History

Nazi Germany
- Name: U-580
- Ordered: 8 January 1940
- Builder: Blohm & Voss, Hamburg
- Yard number: 556
- Laid down: 31 August 1940
- Launched: 28 May 1941
- Commissioned: 24 July 1941
- Fate: Sunk after a collision in the Baltic Sea on 11 November 1941

General characteristics
- Class & type: Type VIIC submarine
- Displacement: 769 tonnes (757 long tons) surfaced; 871 t (857 long tons) submerged;
- Length: 67.10 m (220 ft 2 in) o/a; 50.50 m (165 ft 8 in) pressure hull;
- Beam: 6.20 m (20 ft 4 in) o/a; 4.70 m (15 ft 5 in) pressure hull;
- Height: 9.60 m (31 ft 6 in)
- Draught: 4.74 m (15 ft 7 in)
- Installed power: 2,800–3,200 PS (2,100–2,400 kW; 2,800–3,200 bhp) (diesels); 750 PS (550 kW; 740 shp) (electric);
- Propulsion: 2 shafts; 2 × diesel engines; 2 × electric motors;
- Speed: 17.7 knots (32.8 km/h; 20.4 mph) surfaced; 7.6 knots (14.1 km/h; 8.7 mph) submerged;
- Range: 8,500 nmi (15,700 km; 9,800 mi) at 10 knots (19 km/h; 12 mph) surfaced; 80 nmi (150 km; 92 mi) at 4 knots (7.4 km/h; 4.6 mph) submerged;
- Test depth: 230 m (750 ft); Crush depth: 250–295 m (820–968 ft);
- Complement: 4 officers, 40–56 enlisted
- Armament: 5 × 53.3 cm (21 in) torpedo tubes (four bow, one stern); 14 × torpedoes or 26 TMA mines; 1 × 8.8 cm (3.46 in) deck gun (220 rounds); 1 x 2 cm (0.79 in) C/30 AA gun;

Service record
- Part of: 5th U-boat Flotilla; 24 July – 11 November 1941;
- Identification codes: M 46 323
- Commanders: Oblt.z.S. Hans-Günther Kuhlmann; 24 July – 11 November 1941;
- Operations: None
- Victories: None

= German submarine U-580 =

German World War II submarine

German submarine U-580 was a Type VIIC U-boat of Nazi Germany's Kriegsmarine during World War II.

She carried out no patrols and sank no ships.

She was sunk after a collision in the Baltic Sea on 11 November 1941.

==Design==
German Type VIIC submarines were preceded by the shorter Type VIIB submarines.

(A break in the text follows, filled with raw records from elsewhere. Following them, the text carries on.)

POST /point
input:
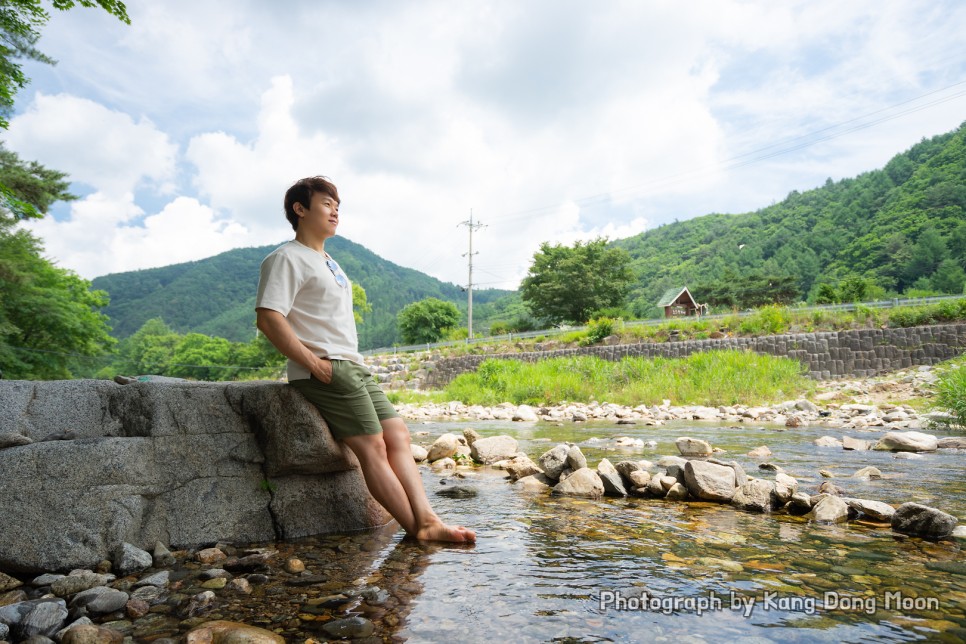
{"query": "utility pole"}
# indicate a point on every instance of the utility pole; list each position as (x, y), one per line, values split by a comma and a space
(469, 286)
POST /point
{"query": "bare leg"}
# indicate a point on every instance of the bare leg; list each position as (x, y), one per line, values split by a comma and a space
(400, 455)
(393, 480)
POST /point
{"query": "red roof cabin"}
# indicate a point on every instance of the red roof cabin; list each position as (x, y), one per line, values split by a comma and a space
(679, 302)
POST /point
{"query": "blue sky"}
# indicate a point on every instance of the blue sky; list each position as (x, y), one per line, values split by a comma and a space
(551, 120)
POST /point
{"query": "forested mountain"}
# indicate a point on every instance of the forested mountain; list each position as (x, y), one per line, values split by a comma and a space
(899, 228)
(216, 296)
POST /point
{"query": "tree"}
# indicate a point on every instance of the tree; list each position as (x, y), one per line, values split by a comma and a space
(202, 357)
(949, 277)
(426, 320)
(50, 319)
(19, 24)
(149, 350)
(360, 303)
(571, 284)
(928, 252)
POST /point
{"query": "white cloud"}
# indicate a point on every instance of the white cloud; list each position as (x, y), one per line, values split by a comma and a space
(554, 121)
(99, 237)
(97, 146)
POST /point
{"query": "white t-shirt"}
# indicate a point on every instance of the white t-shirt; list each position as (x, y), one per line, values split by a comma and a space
(295, 281)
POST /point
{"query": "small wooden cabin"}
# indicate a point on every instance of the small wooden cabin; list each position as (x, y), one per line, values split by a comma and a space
(678, 302)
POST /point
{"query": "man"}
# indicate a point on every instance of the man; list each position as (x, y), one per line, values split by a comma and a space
(304, 308)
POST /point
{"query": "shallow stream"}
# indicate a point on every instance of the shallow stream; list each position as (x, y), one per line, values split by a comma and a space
(573, 570)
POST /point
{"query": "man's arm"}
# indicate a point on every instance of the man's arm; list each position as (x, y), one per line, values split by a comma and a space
(279, 332)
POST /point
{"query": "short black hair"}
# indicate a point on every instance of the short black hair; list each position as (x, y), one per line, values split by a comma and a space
(301, 192)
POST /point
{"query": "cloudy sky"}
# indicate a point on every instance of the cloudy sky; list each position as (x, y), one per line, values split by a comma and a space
(550, 120)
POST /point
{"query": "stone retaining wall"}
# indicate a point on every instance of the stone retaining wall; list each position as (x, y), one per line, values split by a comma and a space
(827, 355)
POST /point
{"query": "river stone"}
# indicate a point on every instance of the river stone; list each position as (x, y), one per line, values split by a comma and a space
(760, 452)
(521, 466)
(456, 490)
(129, 559)
(91, 634)
(907, 456)
(100, 600)
(45, 579)
(806, 405)
(655, 488)
(923, 521)
(757, 495)
(161, 579)
(470, 435)
(151, 594)
(830, 509)
(710, 481)
(855, 444)
(827, 441)
(79, 581)
(875, 510)
(786, 480)
(951, 442)
(583, 482)
(624, 468)
(225, 632)
(869, 472)
(907, 442)
(492, 449)
(45, 617)
(693, 446)
(524, 413)
(740, 477)
(9, 583)
(677, 492)
(223, 444)
(444, 447)
(609, 476)
(575, 458)
(553, 461)
(419, 452)
(639, 478)
(536, 483)
(799, 504)
(350, 627)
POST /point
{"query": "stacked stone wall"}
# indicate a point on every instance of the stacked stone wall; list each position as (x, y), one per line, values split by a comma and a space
(826, 355)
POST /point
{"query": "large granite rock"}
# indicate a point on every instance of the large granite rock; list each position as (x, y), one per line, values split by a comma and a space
(710, 481)
(180, 463)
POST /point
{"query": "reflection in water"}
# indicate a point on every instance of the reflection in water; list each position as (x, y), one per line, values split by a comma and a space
(543, 566)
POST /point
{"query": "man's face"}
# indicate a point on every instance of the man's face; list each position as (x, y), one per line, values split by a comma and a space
(322, 215)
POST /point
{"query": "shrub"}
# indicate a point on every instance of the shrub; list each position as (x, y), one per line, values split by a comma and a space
(951, 396)
(599, 329)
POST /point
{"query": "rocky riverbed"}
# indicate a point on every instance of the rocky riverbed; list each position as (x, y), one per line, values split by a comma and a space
(339, 586)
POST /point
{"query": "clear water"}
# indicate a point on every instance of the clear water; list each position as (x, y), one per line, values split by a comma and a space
(552, 569)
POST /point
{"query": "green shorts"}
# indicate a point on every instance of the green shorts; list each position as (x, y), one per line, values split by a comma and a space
(352, 404)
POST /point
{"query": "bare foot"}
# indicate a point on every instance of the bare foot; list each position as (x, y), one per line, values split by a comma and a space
(442, 532)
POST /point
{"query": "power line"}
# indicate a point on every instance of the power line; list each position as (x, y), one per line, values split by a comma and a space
(756, 155)
(469, 287)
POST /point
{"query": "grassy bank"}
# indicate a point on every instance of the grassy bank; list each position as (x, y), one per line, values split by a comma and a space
(710, 378)
(951, 393)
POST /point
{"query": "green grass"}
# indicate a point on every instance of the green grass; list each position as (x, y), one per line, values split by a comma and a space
(708, 378)
(951, 393)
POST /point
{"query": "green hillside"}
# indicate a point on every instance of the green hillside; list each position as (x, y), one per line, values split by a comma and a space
(216, 296)
(899, 228)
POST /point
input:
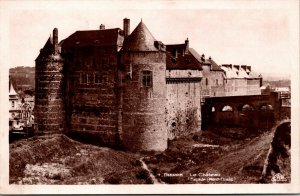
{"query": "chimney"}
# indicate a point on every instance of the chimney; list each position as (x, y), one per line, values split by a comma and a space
(55, 41)
(249, 68)
(102, 27)
(244, 67)
(187, 45)
(126, 27)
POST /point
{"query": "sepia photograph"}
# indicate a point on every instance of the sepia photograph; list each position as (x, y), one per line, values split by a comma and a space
(149, 96)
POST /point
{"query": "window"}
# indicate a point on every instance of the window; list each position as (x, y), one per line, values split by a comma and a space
(147, 78)
(83, 78)
(98, 79)
(227, 108)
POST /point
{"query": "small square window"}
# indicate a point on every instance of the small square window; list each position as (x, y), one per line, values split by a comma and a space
(147, 78)
(83, 78)
(98, 79)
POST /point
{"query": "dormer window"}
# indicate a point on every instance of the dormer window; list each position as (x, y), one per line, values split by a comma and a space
(98, 79)
(83, 78)
(147, 79)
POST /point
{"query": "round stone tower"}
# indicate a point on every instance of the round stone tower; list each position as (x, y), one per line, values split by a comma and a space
(143, 60)
(49, 104)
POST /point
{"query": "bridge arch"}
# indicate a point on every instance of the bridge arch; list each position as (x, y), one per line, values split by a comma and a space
(226, 108)
(246, 107)
(266, 107)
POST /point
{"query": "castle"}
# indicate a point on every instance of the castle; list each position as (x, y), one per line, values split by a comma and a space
(129, 89)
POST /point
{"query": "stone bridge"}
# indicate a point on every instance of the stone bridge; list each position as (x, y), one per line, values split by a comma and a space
(258, 111)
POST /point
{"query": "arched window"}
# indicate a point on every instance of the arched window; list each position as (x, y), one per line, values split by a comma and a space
(266, 107)
(247, 107)
(146, 78)
(227, 108)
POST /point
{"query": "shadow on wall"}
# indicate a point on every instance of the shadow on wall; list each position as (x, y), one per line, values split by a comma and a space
(183, 123)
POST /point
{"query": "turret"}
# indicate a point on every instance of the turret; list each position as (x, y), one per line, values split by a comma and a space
(126, 27)
(187, 45)
(144, 98)
(49, 102)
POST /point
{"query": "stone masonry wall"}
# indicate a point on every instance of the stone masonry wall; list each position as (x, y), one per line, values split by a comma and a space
(92, 104)
(143, 125)
(49, 102)
(183, 104)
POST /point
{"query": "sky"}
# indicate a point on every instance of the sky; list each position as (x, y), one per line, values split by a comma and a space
(243, 32)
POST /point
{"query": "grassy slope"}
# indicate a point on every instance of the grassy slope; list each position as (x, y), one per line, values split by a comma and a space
(60, 160)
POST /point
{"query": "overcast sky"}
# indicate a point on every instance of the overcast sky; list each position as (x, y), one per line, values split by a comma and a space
(263, 34)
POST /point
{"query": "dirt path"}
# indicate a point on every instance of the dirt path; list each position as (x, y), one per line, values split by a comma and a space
(153, 178)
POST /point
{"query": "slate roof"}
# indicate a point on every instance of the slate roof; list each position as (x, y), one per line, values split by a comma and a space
(140, 39)
(106, 37)
(214, 65)
(182, 62)
(46, 50)
(178, 47)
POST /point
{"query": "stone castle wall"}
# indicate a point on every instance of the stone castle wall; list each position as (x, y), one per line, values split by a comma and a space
(143, 118)
(92, 104)
(49, 98)
(183, 102)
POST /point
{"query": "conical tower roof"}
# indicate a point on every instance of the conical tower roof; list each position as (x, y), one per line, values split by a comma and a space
(12, 91)
(140, 39)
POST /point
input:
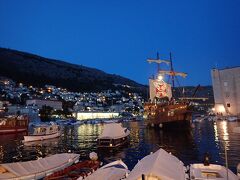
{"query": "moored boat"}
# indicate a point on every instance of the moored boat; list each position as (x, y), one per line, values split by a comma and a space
(13, 124)
(163, 109)
(211, 171)
(113, 135)
(43, 132)
(113, 171)
(37, 169)
(158, 165)
(79, 170)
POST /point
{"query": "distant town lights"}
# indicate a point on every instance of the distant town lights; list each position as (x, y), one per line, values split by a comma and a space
(160, 77)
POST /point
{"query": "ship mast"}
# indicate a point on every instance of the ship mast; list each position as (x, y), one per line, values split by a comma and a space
(172, 72)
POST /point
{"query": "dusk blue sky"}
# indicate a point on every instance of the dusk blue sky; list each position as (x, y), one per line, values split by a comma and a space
(118, 36)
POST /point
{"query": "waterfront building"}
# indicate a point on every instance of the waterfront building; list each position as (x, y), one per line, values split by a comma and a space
(226, 88)
(56, 105)
(94, 115)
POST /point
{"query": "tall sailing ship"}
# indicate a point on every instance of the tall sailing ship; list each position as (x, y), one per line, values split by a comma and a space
(163, 110)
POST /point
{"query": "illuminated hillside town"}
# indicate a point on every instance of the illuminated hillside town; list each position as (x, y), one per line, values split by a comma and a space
(119, 90)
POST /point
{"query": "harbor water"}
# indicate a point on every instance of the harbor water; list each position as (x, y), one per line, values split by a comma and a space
(189, 147)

U-580 had a displacement of 769 t when at the surface and 871 t while submerged. She had a total length of 67.10 m, a pressure hull length of 50.50 m, a beam of 6.20 m, a height of 9.60 m, and a draught of 4.74 m. The submarine was powered by two Germaniawerft F46 four-stroke, six-cylinder supercharged diesel engines producing a total of 2800 to 3200 PS for use while surfaced, two Brown, Boveri & Cie GG UB 720/8 double-acting electric motors producing a total of 750 PS for use while submerged. She had two shafts and two 1.23 m propellers. The boat was capable of operating at depths of up to 230 m.

The submarine had a maximum surface speed of 17.7 kn and a maximum submerged speed of 7.6 kn. When submerged, the boat could operate for 80 nmi at 4 kn; when surfaced, she could travel 8500 nmi at 10 kn. U-580 was fitted with five 53.3 cm torpedo tubes (four fitted at the bow and one at the stern), fourteen torpedoes, one 8.8 cm SK C/35 naval gun, 220 rounds, and a 2 cm C/30 anti-aircraft gun. The boat had a complement of between forty-four and sixty.

==Service history==
The submarine was laid down on 31 August 1940 at Blohm & Voss, Hamburg as yard number 556, launched on 28 May 1941 and commissioned on 24 July under the command of Oberleutnant zur See Hans-Günther Kuhlmann.

She served with the 5th U-boat Flotilla from 24 July 1941.

==Fate==
U-580 was sunk after a collision with the target ship Angelburg in the Baltic Sea on 11 November 1941.

Twelve men died and there were 32 survivors.
Obermaat Walter Sagawe saved three sailors, but he sank with U-580. We have this Information in a Letter from Kommandant Kuhlmann.

U-580 was found in the Baltic Sea near Lithuanian port city of Klaipėda on 1 July 2013 by a Lithuanian diving team.